PITTSBURGH (AP) - A man is suing his former university, saying officials wrongly suspended him days before graduation over two separate rape allegations he was later acquitted of.
Jose Aponte, now 24, wants a federal judge in Pittsburgh to force Indiana University of Pennsylvania to award his bachelor’s degree in criminology or make the school expunge his disciplinary record so he can transfer his credits and get a degree elsewhere.
The Philadelphia native, who now lives and works in New York, also seeks unspecified money damages.
In the lawsuit, Aponte said he was not given the chance to challenge the allegations made against him in a school disciplinary hearing. On May 1, 2015, he was accused of rape after sexual contact with one woman. The next day, he was accused of rape by a different woman. School officials immediately suspended him. He did not take his final examinations or participate in commencement. He was later expelled.
The lawsuit says university officials “colluded” with police to keep his accusers from testifying in person at his June 2, 2015, expulsion hearing. The women’s police statements were read into the record, and Aponte couldn’t challenge their allegations, the lawsuit said.
“Aponte was deemed guilty from the moment of his arrest, and the stories of his accusers were taken as gospel, because of their sex and prevailing stereotypes, even though the accusations made against Aponte were not true,” his 18-page civil rights lawsuit contends.
Aponte’s Hispanic heritage was touted in the university’s brochures and website to promote campus “diversity” before his ethnicity was used against him, the lawsuit also says.
“Once this happened, it’s like it felt as if I was tossed in the trash, discarded,” Aponte said in a phone interview with The Associated Press on Thursday.
Michelle Fryling, a university spokeswoman, said the school won’t comment on the suit which names its president, Michael Driscoll, and several administrators involved in disciplining Aponte.

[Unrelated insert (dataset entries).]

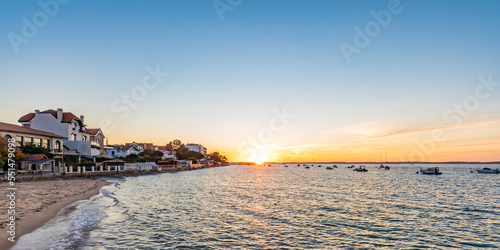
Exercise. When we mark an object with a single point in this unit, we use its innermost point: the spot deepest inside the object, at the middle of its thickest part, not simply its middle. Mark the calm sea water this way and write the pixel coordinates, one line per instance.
(250, 207)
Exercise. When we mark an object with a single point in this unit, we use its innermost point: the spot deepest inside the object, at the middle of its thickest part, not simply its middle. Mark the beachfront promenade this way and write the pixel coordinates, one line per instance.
(105, 170)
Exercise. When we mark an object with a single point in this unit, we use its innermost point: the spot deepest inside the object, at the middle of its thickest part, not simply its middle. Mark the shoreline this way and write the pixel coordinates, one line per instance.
(38, 218)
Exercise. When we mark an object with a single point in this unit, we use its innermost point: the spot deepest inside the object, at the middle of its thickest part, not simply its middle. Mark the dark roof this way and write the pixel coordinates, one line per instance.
(114, 160)
(67, 116)
(18, 129)
(93, 131)
(125, 148)
(35, 157)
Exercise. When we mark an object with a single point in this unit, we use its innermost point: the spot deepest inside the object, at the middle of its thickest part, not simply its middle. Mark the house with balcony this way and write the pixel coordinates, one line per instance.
(25, 135)
(124, 151)
(197, 148)
(65, 124)
(97, 142)
(168, 151)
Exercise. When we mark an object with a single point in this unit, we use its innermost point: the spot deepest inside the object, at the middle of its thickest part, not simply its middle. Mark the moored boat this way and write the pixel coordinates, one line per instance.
(488, 171)
(434, 171)
(361, 169)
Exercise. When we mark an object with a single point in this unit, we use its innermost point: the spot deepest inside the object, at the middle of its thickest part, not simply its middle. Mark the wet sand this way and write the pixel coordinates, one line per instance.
(39, 201)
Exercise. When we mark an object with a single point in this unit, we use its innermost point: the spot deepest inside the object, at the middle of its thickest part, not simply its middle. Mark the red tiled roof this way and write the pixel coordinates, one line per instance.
(67, 116)
(114, 160)
(93, 131)
(35, 157)
(18, 129)
(27, 118)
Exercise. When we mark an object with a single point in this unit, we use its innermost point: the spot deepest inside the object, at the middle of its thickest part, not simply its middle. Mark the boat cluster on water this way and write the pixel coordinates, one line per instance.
(426, 171)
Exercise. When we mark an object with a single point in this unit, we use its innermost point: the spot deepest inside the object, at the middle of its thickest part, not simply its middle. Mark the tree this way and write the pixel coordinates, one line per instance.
(194, 154)
(218, 157)
(4, 153)
(151, 155)
(29, 148)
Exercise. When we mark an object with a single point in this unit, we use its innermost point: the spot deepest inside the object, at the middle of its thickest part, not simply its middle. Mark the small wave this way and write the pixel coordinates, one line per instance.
(84, 221)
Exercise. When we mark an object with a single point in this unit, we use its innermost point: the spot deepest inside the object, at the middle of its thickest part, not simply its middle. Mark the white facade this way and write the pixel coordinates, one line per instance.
(64, 124)
(197, 148)
(126, 151)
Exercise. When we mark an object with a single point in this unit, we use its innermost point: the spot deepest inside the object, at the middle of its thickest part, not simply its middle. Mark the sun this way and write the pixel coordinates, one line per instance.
(259, 159)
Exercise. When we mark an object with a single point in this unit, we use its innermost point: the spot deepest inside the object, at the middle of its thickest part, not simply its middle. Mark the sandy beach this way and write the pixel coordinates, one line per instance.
(39, 201)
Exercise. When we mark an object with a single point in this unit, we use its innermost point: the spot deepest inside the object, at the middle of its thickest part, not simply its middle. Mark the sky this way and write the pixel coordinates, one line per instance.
(265, 80)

Aponte contends both sexual encounters were consensual. The women are identified only by their initials in the lawsuit, and the AP was unable to determine their identities because Aponte’s criminal record has been expunged and is no longer public.

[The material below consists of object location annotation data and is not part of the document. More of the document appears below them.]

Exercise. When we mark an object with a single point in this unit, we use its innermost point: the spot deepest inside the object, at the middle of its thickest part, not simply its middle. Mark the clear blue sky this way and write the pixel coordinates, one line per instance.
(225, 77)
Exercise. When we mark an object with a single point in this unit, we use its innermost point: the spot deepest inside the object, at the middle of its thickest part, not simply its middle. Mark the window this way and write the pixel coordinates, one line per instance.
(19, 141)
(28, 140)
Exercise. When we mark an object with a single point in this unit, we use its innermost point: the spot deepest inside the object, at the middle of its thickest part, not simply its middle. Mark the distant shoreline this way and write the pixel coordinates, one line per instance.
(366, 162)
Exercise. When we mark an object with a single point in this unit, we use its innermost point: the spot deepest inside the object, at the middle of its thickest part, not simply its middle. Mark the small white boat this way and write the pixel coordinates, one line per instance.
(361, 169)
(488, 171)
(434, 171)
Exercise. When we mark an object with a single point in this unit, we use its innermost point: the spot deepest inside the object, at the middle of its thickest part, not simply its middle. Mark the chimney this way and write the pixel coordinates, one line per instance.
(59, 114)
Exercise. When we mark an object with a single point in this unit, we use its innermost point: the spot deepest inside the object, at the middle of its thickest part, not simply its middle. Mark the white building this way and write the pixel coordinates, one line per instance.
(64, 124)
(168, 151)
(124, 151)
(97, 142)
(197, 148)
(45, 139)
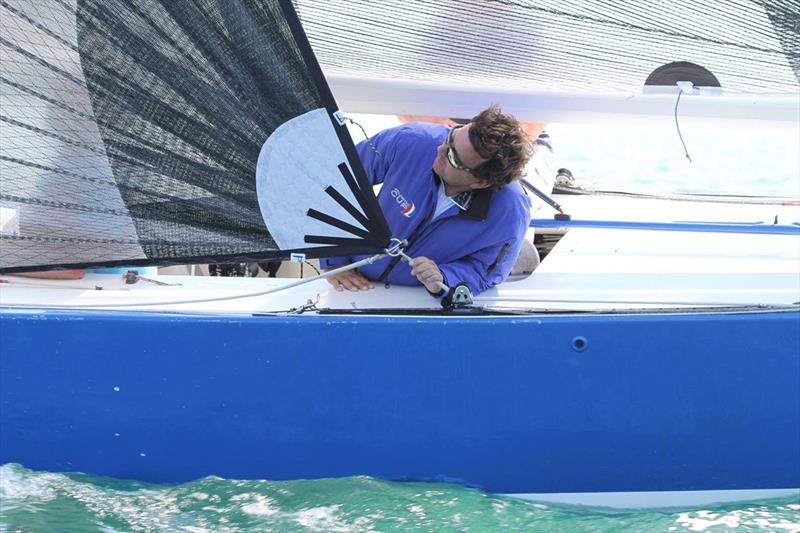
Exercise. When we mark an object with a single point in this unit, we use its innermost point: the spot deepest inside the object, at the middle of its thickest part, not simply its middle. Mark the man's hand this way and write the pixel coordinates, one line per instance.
(427, 273)
(352, 280)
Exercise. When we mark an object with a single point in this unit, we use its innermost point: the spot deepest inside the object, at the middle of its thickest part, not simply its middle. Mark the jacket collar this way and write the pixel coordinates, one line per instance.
(477, 203)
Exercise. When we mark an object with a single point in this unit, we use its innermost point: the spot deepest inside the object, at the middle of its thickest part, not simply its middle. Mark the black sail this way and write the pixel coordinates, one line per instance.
(132, 132)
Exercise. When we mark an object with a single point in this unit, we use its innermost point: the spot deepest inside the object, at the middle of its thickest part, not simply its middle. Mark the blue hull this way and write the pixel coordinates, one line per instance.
(651, 402)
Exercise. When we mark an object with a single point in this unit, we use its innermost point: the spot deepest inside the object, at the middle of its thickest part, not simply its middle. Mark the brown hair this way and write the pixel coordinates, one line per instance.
(501, 139)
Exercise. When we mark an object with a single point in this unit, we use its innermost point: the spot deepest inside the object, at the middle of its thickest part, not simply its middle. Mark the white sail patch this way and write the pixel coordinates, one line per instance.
(296, 164)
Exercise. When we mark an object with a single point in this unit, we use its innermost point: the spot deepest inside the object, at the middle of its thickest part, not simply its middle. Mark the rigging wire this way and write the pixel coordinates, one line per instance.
(678, 127)
(366, 137)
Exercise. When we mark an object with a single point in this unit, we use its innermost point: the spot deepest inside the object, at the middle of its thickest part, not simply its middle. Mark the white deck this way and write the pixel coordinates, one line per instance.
(589, 269)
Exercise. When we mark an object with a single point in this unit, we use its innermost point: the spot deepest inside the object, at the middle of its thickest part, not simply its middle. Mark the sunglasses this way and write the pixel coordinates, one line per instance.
(452, 156)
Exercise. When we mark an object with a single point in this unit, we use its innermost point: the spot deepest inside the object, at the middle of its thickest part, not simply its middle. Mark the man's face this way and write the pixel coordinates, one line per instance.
(453, 159)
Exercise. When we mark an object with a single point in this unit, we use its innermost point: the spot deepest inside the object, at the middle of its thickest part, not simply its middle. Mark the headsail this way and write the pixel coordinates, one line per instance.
(132, 132)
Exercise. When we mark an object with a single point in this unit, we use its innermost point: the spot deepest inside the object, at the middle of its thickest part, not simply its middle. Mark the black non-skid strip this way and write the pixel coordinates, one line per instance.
(361, 244)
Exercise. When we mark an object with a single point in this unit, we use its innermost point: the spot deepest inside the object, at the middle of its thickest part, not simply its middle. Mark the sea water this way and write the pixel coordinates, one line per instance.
(42, 502)
(746, 160)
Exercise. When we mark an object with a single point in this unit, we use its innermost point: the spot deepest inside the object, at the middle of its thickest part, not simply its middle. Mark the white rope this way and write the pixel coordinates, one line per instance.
(391, 251)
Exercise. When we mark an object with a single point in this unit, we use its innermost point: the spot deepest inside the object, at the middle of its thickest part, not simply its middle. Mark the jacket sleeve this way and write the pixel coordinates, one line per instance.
(484, 268)
(376, 165)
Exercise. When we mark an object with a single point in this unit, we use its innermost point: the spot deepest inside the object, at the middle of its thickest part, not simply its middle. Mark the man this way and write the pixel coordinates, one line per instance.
(452, 194)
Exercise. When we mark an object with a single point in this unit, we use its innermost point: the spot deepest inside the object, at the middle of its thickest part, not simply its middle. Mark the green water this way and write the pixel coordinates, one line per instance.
(42, 502)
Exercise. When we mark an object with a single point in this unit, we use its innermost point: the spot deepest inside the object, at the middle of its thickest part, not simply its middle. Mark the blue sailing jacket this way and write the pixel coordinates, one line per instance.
(478, 246)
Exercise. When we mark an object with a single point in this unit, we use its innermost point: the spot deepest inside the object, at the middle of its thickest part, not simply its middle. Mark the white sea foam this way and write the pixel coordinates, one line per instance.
(260, 506)
(322, 519)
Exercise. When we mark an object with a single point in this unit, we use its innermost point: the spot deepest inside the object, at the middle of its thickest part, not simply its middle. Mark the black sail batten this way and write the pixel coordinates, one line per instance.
(335, 222)
(370, 204)
(136, 132)
(350, 208)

Aponte’s first accuser, also a senior at the school, claimed they drank at a bar before having sex at her off-campus residence. The second woman said Aponte forced her to have sex at a party. Aponte testified at his criminal trial and claims in the lawsuit that she “was the aggressor” and he was so drunk he couldn’t maintain an erection. That jury acquitted him last August; another jury acquitted him in the first case in March 2016.
Pittsburgh attorney Edward Olds, who filed the lawsuit, said universities are under pressure to take swift action against students accused of sexual assault because of the federal anti-discrimination law Aponte is also suing under.

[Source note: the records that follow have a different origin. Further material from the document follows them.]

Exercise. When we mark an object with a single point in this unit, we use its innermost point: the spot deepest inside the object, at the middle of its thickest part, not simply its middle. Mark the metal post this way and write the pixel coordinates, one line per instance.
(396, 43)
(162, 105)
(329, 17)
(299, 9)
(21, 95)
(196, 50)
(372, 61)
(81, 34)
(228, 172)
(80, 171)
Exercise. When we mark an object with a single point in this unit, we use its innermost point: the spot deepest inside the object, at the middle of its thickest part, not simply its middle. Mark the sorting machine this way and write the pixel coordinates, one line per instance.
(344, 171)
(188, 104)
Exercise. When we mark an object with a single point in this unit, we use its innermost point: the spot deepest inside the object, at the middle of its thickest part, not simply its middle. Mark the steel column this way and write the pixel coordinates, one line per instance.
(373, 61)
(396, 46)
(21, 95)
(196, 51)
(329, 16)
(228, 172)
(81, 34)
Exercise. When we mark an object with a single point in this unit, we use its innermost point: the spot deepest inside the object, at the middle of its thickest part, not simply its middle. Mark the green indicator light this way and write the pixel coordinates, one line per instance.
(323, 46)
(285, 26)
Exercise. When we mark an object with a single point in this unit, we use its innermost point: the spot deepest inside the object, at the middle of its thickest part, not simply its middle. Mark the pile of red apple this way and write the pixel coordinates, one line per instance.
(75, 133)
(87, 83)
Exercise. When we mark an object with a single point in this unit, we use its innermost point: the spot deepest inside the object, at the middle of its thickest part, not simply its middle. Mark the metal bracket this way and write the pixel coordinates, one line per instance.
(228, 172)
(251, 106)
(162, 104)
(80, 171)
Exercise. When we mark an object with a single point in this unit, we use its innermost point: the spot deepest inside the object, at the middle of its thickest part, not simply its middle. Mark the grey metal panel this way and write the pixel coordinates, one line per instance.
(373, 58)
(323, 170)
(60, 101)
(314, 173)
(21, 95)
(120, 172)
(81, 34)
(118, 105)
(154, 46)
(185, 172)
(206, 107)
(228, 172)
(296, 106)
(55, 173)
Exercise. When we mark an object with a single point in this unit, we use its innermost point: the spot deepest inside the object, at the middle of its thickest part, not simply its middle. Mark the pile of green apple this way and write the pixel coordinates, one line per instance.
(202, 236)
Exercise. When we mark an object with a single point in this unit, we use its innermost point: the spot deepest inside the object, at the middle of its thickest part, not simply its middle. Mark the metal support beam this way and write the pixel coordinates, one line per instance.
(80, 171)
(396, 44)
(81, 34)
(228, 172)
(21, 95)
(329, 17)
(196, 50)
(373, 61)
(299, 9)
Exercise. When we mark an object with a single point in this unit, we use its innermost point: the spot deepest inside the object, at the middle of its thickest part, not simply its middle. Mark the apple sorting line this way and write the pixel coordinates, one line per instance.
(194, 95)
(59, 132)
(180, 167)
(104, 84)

University panels work well for school-related academic and disciplinary issues “because there’s a presumption that the university is operating in good faith,” Olds said, but they don’t work so well when a student is accused of a crime because accusers can’t be cross-examined and the accused student often can’t have an attorney so the allegations are just taken at face value.
“And the consequences for someone like Jose are so dramatic,” Olds said. “There’s problems with transferring credits to other universities or having others admit him” once a student is expelled.
“Now that place is like ’no man’s land’ for me,” Aponte said. “A place that in the back of your head, you never want to go back to.”